Several St. Clair Shores residents used the Dec. 16 audience-participation period to press the City Council and staff for action after a long-running feral cat colony in a residential block intensified nuisance and animal-welfare problems.
Maria Martinez, who identified herself as a resident at 21001 East 11 Mile Road, described the neighborhood situation and urged the council to expand the city's Trap-Neuter-Return (TNR) program through the city's animal-welfare committee and partnerships with local rescue groups. Martinez said rescue groups are overwhelmed, described long scheduling backlogs for spay/neuter services and asked for a coordinated city-supported effort to trap, transport, sterilize and return community cats where appropriate.
“Some of the rescues are overwhelmed,” Martinez said, adding that there are “3 month backlogs” for spay/neuter services and that volunteers and funding are limited. She said citizen groups such as 4 Paws 1 Heart, All About Animals and regional partners have been involved but cannot handle large colonies without broader municipal coordination.
Residents who live near the colony described daily impacts. Molly Scanlon Donaldson, a newer resident who also works part time for the city, said the cat activity on her property is severe and that she has tried county and nonprofit channels without success. “Trap, neuter and release sounds like a beautiful, wonderful program, but I can speak as a neighbor, it does not work for me,” she said.
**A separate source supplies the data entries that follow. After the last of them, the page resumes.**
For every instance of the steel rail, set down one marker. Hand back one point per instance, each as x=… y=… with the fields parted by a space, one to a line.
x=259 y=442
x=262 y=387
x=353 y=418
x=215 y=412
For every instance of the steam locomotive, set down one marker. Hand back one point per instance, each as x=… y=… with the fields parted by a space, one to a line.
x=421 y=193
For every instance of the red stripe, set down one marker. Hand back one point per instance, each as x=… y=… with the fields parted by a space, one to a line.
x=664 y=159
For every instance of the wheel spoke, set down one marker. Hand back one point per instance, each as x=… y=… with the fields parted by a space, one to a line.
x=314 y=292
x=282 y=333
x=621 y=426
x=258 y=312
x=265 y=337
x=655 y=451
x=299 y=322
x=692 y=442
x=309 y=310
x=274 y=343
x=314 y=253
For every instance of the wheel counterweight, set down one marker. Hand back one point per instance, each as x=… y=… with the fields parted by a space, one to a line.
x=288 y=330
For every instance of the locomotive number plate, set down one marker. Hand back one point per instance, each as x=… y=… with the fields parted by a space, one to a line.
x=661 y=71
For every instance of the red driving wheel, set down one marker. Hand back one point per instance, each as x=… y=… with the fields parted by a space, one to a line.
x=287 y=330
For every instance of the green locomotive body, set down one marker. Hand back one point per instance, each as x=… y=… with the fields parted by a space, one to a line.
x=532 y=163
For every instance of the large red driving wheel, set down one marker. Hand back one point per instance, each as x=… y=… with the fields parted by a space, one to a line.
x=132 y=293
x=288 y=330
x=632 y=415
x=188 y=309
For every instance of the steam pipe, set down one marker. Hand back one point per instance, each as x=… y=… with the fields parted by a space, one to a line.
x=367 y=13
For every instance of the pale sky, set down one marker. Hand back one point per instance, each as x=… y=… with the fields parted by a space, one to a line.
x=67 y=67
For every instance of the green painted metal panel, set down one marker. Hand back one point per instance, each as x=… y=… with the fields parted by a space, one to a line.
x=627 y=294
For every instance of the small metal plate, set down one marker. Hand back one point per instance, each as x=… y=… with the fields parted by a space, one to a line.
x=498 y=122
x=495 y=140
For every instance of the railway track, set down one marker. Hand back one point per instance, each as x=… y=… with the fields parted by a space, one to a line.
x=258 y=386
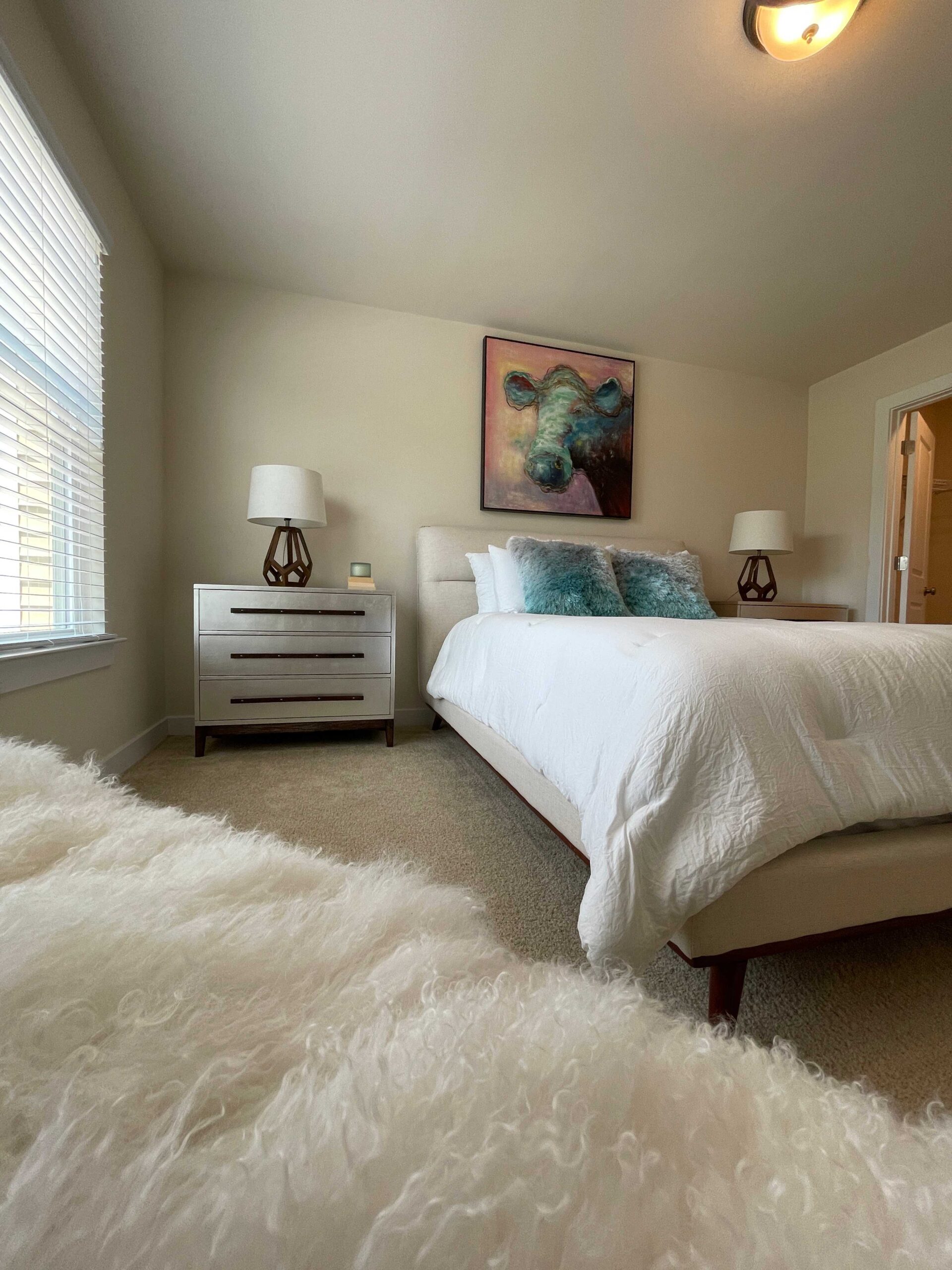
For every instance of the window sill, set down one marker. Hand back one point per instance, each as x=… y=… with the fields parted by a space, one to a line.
x=27 y=667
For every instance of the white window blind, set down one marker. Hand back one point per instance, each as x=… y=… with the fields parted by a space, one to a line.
x=51 y=395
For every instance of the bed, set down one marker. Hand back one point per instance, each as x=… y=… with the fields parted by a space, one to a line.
x=823 y=889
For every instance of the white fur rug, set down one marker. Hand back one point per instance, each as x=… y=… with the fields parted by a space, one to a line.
x=223 y=1052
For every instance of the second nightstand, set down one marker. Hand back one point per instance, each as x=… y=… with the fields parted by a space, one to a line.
x=781 y=610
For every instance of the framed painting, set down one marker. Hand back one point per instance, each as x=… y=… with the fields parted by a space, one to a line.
x=556 y=431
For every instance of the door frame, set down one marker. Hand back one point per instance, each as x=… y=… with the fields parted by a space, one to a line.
x=887 y=475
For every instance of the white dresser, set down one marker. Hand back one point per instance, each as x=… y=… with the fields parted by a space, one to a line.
x=293 y=659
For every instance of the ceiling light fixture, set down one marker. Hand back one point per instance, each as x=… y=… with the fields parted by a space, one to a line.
x=792 y=30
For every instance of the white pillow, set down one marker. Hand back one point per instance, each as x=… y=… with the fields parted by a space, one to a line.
x=481 y=568
x=509 y=595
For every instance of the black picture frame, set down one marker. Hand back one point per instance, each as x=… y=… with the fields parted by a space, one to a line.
x=619 y=496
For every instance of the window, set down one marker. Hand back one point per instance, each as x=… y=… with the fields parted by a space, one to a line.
x=51 y=397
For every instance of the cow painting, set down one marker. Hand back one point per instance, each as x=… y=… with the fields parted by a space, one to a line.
x=558 y=431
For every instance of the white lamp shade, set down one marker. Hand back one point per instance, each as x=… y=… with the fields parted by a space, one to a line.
x=282 y=493
x=761 y=531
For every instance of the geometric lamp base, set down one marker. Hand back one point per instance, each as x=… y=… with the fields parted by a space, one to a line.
x=296 y=570
x=749 y=586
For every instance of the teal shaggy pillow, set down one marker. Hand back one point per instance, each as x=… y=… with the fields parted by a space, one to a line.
x=572 y=579
x=654 y=586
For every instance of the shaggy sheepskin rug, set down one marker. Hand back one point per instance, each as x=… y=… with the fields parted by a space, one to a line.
x=223 y=1052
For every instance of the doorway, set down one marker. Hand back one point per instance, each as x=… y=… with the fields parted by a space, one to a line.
x=918 y=570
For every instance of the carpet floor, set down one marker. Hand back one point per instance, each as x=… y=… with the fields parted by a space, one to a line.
x=874 y=1009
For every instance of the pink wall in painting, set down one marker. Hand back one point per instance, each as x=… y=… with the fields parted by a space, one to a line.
x=509 y=432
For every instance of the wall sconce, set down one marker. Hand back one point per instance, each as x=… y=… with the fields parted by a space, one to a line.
x=792 y=30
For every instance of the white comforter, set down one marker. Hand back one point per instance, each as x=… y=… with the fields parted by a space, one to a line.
x=697 y=751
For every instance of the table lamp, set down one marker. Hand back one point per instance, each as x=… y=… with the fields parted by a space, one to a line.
x=291 y=500
x=756 y=534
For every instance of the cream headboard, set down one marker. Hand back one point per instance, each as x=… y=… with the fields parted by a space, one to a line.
x=445 y=587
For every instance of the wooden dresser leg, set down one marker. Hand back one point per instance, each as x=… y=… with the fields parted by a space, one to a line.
x=725 y=987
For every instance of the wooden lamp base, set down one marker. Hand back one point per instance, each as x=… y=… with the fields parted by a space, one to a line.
x=749 y=582
x=296 y=570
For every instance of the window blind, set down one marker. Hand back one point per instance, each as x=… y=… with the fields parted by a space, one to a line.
x=51 y=395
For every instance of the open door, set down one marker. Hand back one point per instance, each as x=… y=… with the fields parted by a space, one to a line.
x=921 y=450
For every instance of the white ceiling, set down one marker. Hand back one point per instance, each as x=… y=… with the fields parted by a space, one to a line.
x=624 y=173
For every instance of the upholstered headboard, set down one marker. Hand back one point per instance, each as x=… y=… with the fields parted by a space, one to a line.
x=447 y=592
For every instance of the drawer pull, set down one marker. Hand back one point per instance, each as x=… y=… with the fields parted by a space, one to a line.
x=307 y=613
x=244 y=701
x=293 y=657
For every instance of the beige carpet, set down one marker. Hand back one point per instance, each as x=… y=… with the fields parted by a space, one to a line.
x=876 y=1009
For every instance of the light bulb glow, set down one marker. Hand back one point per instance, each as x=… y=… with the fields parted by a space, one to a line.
x=796 y=31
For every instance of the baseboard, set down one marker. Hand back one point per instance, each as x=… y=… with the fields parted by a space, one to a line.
x=414 y=717
x=122 y=759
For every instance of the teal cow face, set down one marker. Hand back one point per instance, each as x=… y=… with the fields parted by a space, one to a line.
x=574 y=422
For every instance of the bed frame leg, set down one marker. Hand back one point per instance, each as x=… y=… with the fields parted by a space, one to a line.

Gina Burris, whose family has lived on the block for decades, told the council she has to clean up animal waste daily and said a resident's colony has grown despite prior citations. She said animal-control partners told her they have issued citations but that county animal-control services will not continue to respond and have turned enforcement responsibilities to the city.
City staff responded that the city's animal-related ordinance provides for confiscation of unrestrained animals unless the property is part of a recognized trap-neuter-release program. A staff member said code enforcement did not initially know the home in question was participating in a TNR program and that staff will review how properties in TNR programs are identified and how code enforcement should handle complaints about them.
Council members and residents repeatedly expressed concern that a lack of clear process had led to unwarranted enforcement action and that property owners and neighbors had received mixed messages. Council member Rubello said he wants the process “streamlined or redefined” so that neighbors and staff know how to proceed when a property is part of a TNR program. Maria Martinez proposed that the animal-welfare committee coordinate regular, city-supported TNR days with multiple partner organizations to reduce colony size humanely rather than relying on one-off volunteer actions.
Residents reported incidents of poisoned animals in the neighborhood and said carcasses have appeared in yards; one resident said that person(s) unknown appear to be poisoning animals rather than following legal options. Staff said the city would follow up with code enforcement and coordinate with rescue partners to avoid further escalation.
No formal council vote or ordinance change occurred during the meeting. Council members asked staff to investigate the procedural gaps, to clarify how properties are recognized as part of TNR programs, and to report back with options to scale humane TNR efforts and address immediate public-health concerns.